With my trainer, I found the value in mobility work to help my body adjust to getting older. I’ve tapped back into stillness to better listen to my body. Scoliosis pain has returned, but I now have the tools to keep it at bay by giving my body what it needs. Many a time last year I would lie in shavasana after yin, accepting the sensations running through my body, letting whatever emotion that had devastated me earlier it the day - vulnerability, decentering, judgment, etc - melt away as I cried rivers of tears silently into my mat. Something about the space of a yoga room, in tune with other people’s breath and intentions, cracks me wide open on a spiritual level. In that space, I believe real healing begins.
I have taught brand newbies, rejoicing with them as they get closer to touching their toes in forward fold, their heels to the mat in downward dog.

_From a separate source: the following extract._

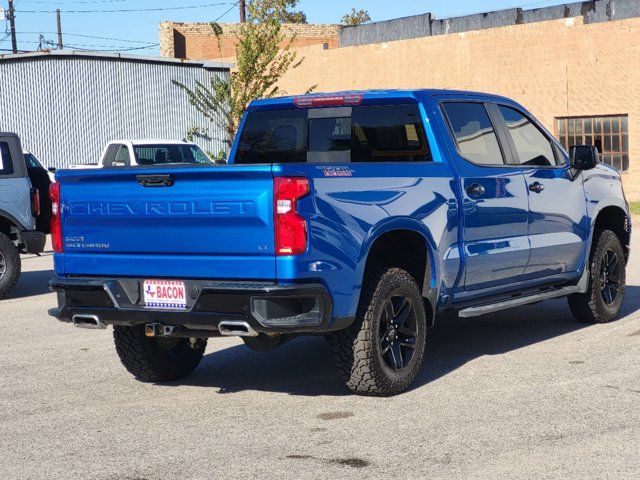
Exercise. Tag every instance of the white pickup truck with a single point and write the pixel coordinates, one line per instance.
(133, 153)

I have felt intimidated by yogis in my class who are stronger than me, braver in completing complicated balances that I haven’t tried myself. I learned that you don’t have to nail every pose with exact precision to be a good teacher; you need an open heart and a healing spirit.

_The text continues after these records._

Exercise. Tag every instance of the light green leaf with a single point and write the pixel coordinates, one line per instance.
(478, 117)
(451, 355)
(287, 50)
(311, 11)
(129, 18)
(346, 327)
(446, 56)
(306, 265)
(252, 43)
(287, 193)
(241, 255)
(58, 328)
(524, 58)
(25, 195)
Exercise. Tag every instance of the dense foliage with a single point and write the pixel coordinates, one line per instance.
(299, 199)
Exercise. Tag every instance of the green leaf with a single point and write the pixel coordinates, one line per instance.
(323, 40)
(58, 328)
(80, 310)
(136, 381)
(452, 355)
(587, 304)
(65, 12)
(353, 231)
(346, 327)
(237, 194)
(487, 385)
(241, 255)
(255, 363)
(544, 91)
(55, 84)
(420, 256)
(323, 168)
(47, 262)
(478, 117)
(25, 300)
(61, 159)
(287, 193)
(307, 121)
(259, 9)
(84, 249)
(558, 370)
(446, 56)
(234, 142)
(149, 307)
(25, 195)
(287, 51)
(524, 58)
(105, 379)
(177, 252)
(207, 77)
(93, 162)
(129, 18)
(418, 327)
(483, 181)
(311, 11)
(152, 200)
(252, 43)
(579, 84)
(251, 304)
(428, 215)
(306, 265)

My whole life, I have been petrified of arm balances and inversions, due to being the kid with a chronic stiff neck who received one too many bad chiropractic neck adjustments. A lot of fear lives in my neck area. That is, until last New Year’s when I resolved to release the hold the F word Fear has had on my life. I wrote down “nail a head stand, overcome that fear” on January 1st, and on January 2nd I began to break it down. The first time I pushed myself up, balancing on my head, feet reaching for the ceiling, two things raced across my brain: 1) I could stay here all day, and 2) What took me so long?

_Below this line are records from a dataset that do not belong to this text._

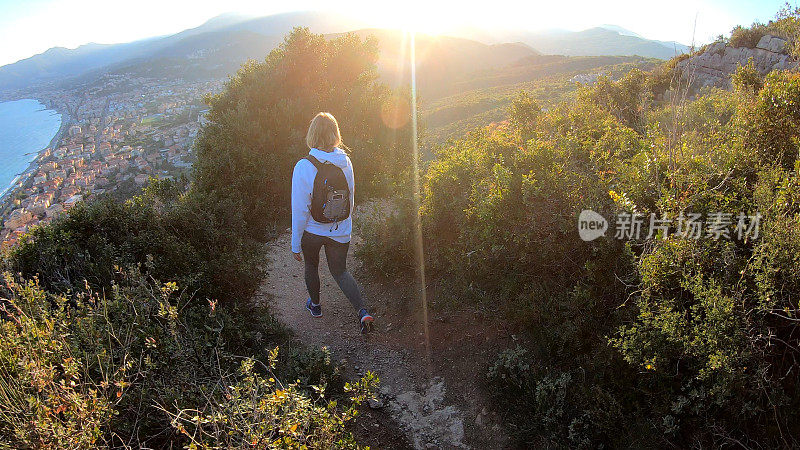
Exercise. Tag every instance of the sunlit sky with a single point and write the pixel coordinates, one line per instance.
(28, 27)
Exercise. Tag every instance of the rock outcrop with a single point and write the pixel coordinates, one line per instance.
(714, 66)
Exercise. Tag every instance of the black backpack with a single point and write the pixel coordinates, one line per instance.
(330, 198)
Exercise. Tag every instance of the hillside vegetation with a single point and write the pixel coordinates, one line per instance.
(131, 324)
(668, 341)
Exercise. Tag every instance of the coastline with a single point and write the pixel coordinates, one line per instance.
(34, 163)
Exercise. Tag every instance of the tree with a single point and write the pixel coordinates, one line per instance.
(259, 122)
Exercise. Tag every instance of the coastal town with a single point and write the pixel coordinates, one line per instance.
(116, 135)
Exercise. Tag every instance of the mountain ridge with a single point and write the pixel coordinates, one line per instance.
(59, 64)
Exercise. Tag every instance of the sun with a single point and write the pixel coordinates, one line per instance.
(412, 16)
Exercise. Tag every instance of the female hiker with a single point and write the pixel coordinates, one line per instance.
(322, 201)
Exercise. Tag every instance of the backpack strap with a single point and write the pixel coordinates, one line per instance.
(314, 161)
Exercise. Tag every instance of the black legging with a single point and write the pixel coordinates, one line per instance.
(336, 254)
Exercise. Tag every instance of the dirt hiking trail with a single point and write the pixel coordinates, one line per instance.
(426, 400)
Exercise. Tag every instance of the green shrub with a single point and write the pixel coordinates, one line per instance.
(259, 122)
(91, 370)
(189, 238)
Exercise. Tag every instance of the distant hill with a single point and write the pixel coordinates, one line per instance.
(59, 63)
(606, 40)
(441, 60)
(219, 46)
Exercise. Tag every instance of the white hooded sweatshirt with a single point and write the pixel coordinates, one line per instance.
(303, 185)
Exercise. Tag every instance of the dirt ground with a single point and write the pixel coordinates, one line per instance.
(431, 395)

True yoga, both practicing it and teaching it, requires playfulness, humility, a willingness to fall and fail, meet challenges head on, and welcome imperfections. I still have a long way to go with recovering from PTSD. With two kids with a rare kidney disorder (spunky Audrey, diagnosed at six months, and, of course, Liam) and two with special needs, my life will never be easy. Owning a business, becoming a better person through therapy, healing from the past: the stresses of these things remain. My reactions to outside events may throw me off, but they do not have to define me.
There will always be stress, upheaval, challenges. My body will always be injury prone, thanks to my anatomy. But with “a heart as wide as the world” (Krishna Das), I will always have yoga. Like a compass to align my heart center with my nervous system, my spirit, my body and emotions, it will center me. I feel called to share my story of healing, both directly and indirectly, to help people seek places within themselves that desire balance, safety and centerdness in the midst of a loud world.
I feel gratitude for my healing, for yoga, the gift of change. For the light within that has been allowed to lighten up other people’s lives through a deepening and lifelong practice. And through all the experiences that brought me here. For these, I am incredibly thankful.